[Date Prev][Date Next][Thread Prev][Thread Next][Date Index][Thread Index]

Re: [HTCondor-users] change to condor_submit - user feedback desired! (was Re: multiple condor_submit's - one cluster)



Hi Todd and everyone,

This discussion is so welcome as it opens the door for a problem I have encountered repeatedly.
It's not uncommon to see 10's or even 100's of processes which are independently issuing condor_submit commands as quickly  as they can.
On numerous occasions I have seen this result in waits of many minutes for a single condor_submit command to complete and return.
This resulted in cyclic instability in the osg-xsede submit host for several months.

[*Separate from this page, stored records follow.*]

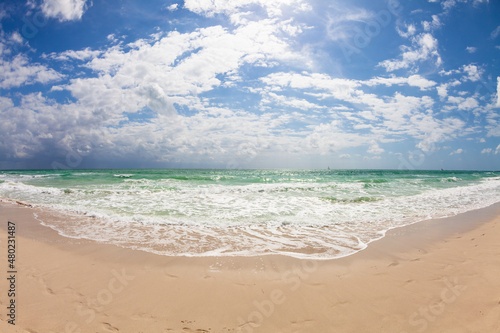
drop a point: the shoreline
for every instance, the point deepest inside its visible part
(397, 284)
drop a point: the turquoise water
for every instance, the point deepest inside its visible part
(302, 213)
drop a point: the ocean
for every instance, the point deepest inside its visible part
(318, 214)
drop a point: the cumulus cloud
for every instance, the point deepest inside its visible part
(229, 7)
(471, 49)
(19, 71)
(424, 48)
(473, 72)
(82, 55)
(486, 151)
(412, 80)
(173, 7)
(64, 10)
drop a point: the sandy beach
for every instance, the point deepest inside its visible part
(433, 276)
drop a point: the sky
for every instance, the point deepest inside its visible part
(380, 84)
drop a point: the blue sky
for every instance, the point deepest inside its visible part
(250, 84)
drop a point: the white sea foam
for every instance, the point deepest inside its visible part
(324, 219)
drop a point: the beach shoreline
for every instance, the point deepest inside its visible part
(431, 276)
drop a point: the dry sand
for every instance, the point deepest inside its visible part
(435, 276)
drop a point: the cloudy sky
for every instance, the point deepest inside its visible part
(250, 83)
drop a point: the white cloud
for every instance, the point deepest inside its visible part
(424, 48)
(19, 72)
(173, 7)
(64, 10)
(413, 80)
(82, 55)
(471, 49)
(410, 31)
(486, 151)
(464, 103)
(375, 149)
(473, 72)
(430, 25)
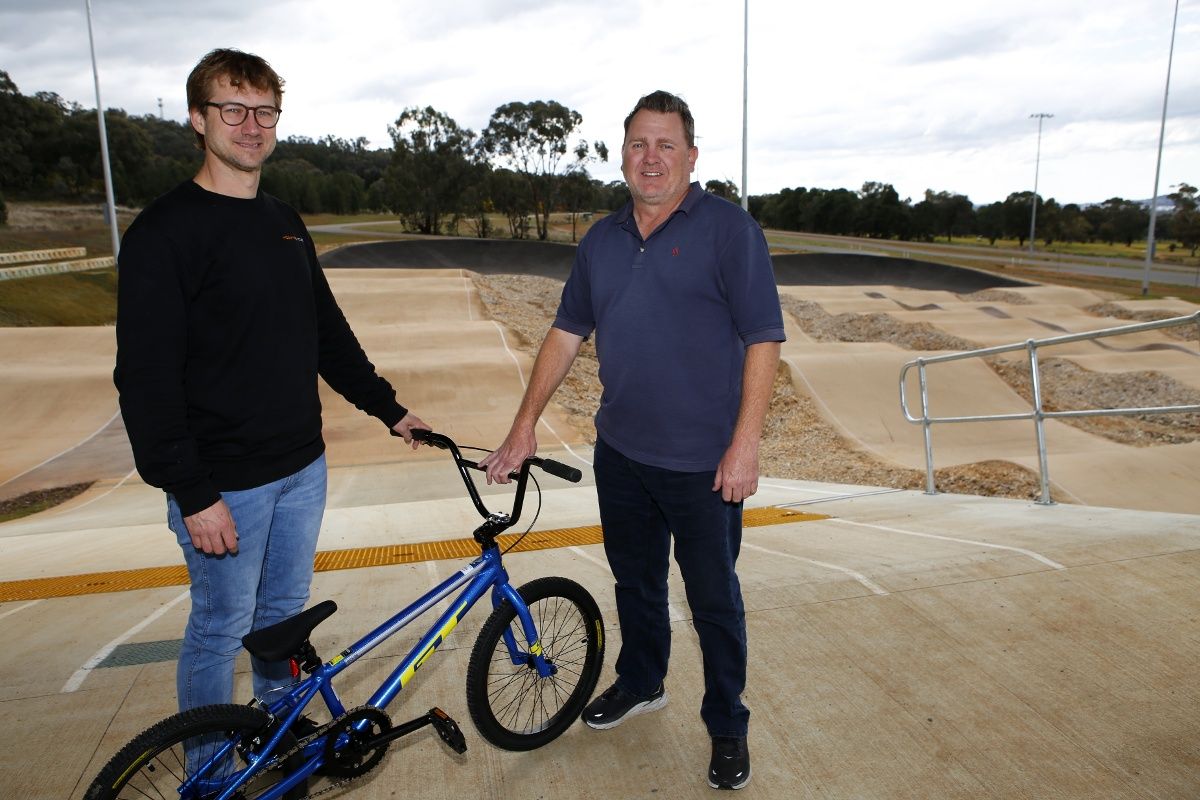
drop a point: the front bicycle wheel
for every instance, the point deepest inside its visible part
(511, 705)
(209, 744)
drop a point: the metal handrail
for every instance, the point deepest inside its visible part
(1037, 413)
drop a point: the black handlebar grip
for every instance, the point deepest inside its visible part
(562, 470)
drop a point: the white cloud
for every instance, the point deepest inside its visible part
(931, 94)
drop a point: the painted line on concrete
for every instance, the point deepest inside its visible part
(103, 653)
(857, 576)
(18, 608)
(1023, 551)
(525, 385)
(75, 446)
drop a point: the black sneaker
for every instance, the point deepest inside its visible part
(730, 765)
(615, 705)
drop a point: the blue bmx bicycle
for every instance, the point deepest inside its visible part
(531, 672)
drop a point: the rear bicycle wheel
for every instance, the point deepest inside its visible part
(511, 705)
(162, 758)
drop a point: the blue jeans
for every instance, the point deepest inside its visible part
(267, 581)
(641, 507)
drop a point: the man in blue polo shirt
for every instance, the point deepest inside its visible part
(679, 292)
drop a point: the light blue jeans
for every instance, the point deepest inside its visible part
(267, 581)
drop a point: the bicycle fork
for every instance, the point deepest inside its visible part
(533, 657)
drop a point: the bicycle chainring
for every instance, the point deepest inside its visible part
(355, 756)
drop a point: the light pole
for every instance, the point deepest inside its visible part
(1158, 166)
(745, 97)
(103, 143)
(1037, 166)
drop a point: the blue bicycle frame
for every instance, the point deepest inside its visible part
(485, 572)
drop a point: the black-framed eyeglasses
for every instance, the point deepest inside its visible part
(267, 116)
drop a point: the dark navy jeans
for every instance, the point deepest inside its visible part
(641, 509)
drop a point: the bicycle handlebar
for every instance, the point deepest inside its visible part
(495, 523)
(556, 468)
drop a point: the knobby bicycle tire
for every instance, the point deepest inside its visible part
(154, 764)
(510, 704)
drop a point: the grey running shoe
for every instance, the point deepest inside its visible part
(615, 705)
(730, 765)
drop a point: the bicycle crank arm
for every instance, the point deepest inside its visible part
(448, 729)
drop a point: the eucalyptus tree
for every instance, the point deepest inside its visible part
(431, 168)
(533, 139)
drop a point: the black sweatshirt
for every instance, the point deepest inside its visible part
(223, 322)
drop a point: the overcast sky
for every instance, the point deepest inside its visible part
(928, 94)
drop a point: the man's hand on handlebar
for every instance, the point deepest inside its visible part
(509, 456)
(405, 428)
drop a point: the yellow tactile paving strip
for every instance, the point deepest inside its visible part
(349, 559)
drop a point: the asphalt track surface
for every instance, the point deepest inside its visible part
(904, 647)
(553, 260)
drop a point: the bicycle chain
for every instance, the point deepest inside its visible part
(318, 733)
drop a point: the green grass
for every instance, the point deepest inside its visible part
(66, 299)
(90, 298)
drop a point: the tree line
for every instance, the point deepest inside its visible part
(437, 176)
(877, 211)
(527, 163)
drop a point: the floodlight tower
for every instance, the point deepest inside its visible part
(1037, 166)
(1158, 166)
(103, 143)
(745, 97)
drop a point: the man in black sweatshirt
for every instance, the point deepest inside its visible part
(225, 320)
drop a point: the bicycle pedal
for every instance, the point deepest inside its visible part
(448, 729)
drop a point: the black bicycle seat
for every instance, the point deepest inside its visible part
(281, 641)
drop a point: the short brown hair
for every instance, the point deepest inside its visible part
(238, 68)
(664, 102)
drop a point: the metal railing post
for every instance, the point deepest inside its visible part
(1039, 422)
(927, 426)
(1038, 414)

A nearly invisible solution is to provide one or a few instances of a central daemon which executes the real condor_submit functions.
The condor_submit's that users would execute would look the same or almost so (see below) but would place their requests in a queue
which is handled by the daemon(s).  This would eliminate the real need to serialize calls to condor_submit which often arises.  For my jobs I use
a token system to insure that only one process is issuing condor_submit calls at a time and that process always blocks till the call returns.  

(1) The call provided to the user could include a switch, a parameter, which could be set to force the current call to execute in the historically normal fashion.
The default for this switch would be to go through the daemon but this could be over-ruled.
(2) "grouping" parameters could be included which instructed the daemon to execute this condor_submit in a group with the ones which come before and after
with the same value.  That would allow the author of the daemon to put the group of jobs together into a single Process any way she/he wishes.  And that could evolve without involving the users.

Enhancements to the scripting language provided in the configuration files is less desirable for most users because of their focus on doing science rather than programming.
Moving the user's condor_submit command a layer away from communicating directly with the condor job queueing apparatus would enable condor developers to solve
many job submission problems with minimal demand for learning or action by users.

Regards,
 
Don
 

Don Krieger, Ph.D.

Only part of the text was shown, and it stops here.